US 12,337,485 B2
Trajectory optimization using neural networks
Haoran Tang, Emeryville, CA (US); Xi Chen, Emeryville, CA (US); Yan Duan, Emeryville, CA (US); Nikhil Mishra, Irvine, CA (US); Shiyao Wu, Emeryville, CA (US); Maximilian Sieb, Emeryville, CA (US); and Yide Shentu, Berkeley, CA (US)
Assigned to Embodied Intelligence Inc., Emeryville, CA (US)
Filed by Embodied Intelligence Inc., Emeryville, CA (US)
Filed on Jun. 24, 2024, as Appl. No. 18/751,576.
Application 18/751,576 is a continuation of application No. 17/193,870, filed on Mar. 5, 2021, granted, now 12,049,010.
Claims priority of provisional application 62/985,978, filed on Mar. 6, 2020.
Prior Publication US 2024/0342909 A1, Oct. 17, 2024
This patent is subject to a terminal disclaimer.

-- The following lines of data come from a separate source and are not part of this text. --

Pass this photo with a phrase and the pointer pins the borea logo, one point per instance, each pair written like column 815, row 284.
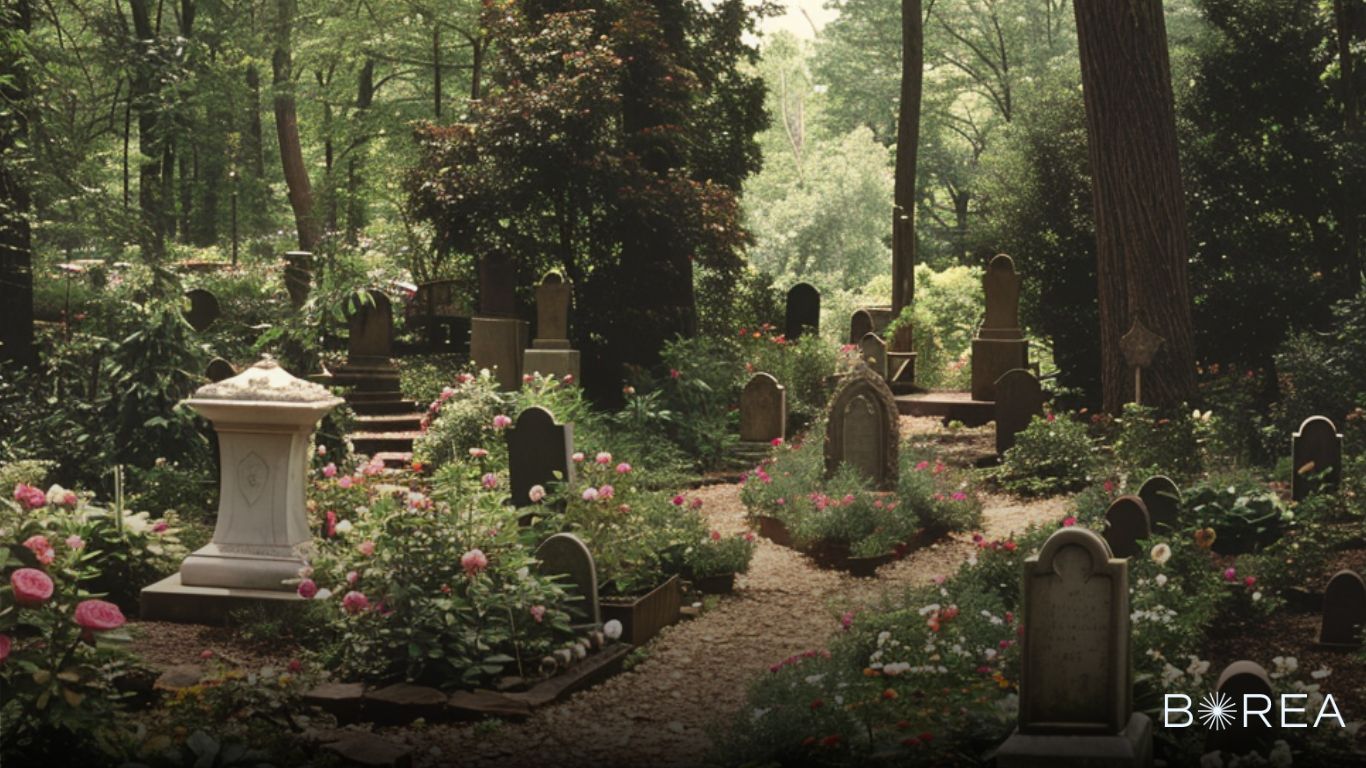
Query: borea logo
column 1217, row 711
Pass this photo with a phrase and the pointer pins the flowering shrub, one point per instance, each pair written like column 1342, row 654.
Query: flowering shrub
column 1051, row 455
column 440, row 591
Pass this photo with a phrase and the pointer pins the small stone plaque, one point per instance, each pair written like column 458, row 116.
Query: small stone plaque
column 1126, row 525
column 1075, row 675
column 1344, row 611
column 762, row 410
column 1317, row 457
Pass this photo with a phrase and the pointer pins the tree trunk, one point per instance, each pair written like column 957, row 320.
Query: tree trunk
column 15, row 232
column 907, row 145
column 287, row 129
column 1141, row 234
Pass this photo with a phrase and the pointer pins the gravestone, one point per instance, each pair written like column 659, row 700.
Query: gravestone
column 1236, row 681
column 551, row 353
column 999, row 345
column 1316, row 448
column 803, row 310
column 762, row 410
column 1344, row 611
column 1019, row 398
column 298, row 276
column 1126, row 525
column 1075, row 705
column 873, row 353
column 862, row 428
column 1163, row 499
column 204, row 309
column 537, row 448
column 370, row 323
column 219, row 369
column 869, row 320
column 564, row 554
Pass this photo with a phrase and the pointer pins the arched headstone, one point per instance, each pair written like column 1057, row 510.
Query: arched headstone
column 370, row 327
column 803, row 310
column 1344, row 611
column 564, row 554
column 537, row 450
column 204, row 309
column 1163, row 499
column 1019, row 398
column 762, row 409
column 862, row 428
column 1316, row 450
column 873, row 353
column 1126, row 525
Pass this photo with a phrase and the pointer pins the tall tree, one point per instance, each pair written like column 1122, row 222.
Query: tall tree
column 1141, row 237
column 15, row 234
column 287, row 127
column 907, row 145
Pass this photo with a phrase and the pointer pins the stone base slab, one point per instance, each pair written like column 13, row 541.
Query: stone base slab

Int. Cl. B25J 9/16 (2006.01); B25J 5/00 (2006.01); B65G 61/00 (2006.01); G06N 3/08 (2023.01); G05D 1/00 (2024.01); G05D 1/227 (2024.01)
CPC B25J 9/1666 (2013.01) [B25J 9/1605 (2013.01); B25J 9/161 (2013.01); B25J 9/163 (2013.01); B25J 9/1664 (2013.01); B65G 61/00 (2013.01); G06N 3/08 (2013.01); B25J 5/007 (2013.01); B25J 9/1697 (2013.01); G05B 2219/40499 (2013.01); G05B 2219/40519 (2013.01); G05D 1/0088 (2013.01); G05D 1/227 (2024.01)] 20 Claims
OG exemplary drawing
 
1. A trajectory optimization method for a robotic system, the method comprising:
identifying a task for the robotic system, wherein the task comprises one or more requirements;
providing one or more details related to the task to a machine learning model, the machine learning model comprising a neural network trained to generate geometric trajectories for the robotic system that satisfy provided kinematic constraints and provided task constraints, wherein:
the machine learning model determines an optimal trajectory for the robotic system to follow when performing the task that satisfies the one or more requirements; and
the one or more details related to the task comprise a starting point and an ending point, but not a trajectory between the starting point and the ending point;
receiving an output from the machine learning model, wherein the output comprises the optimal trajectory, the optimal trajectory comprising a geometric path determined by the machine learning model; and
directing the robotic system to complete the task via the optimal trajectory.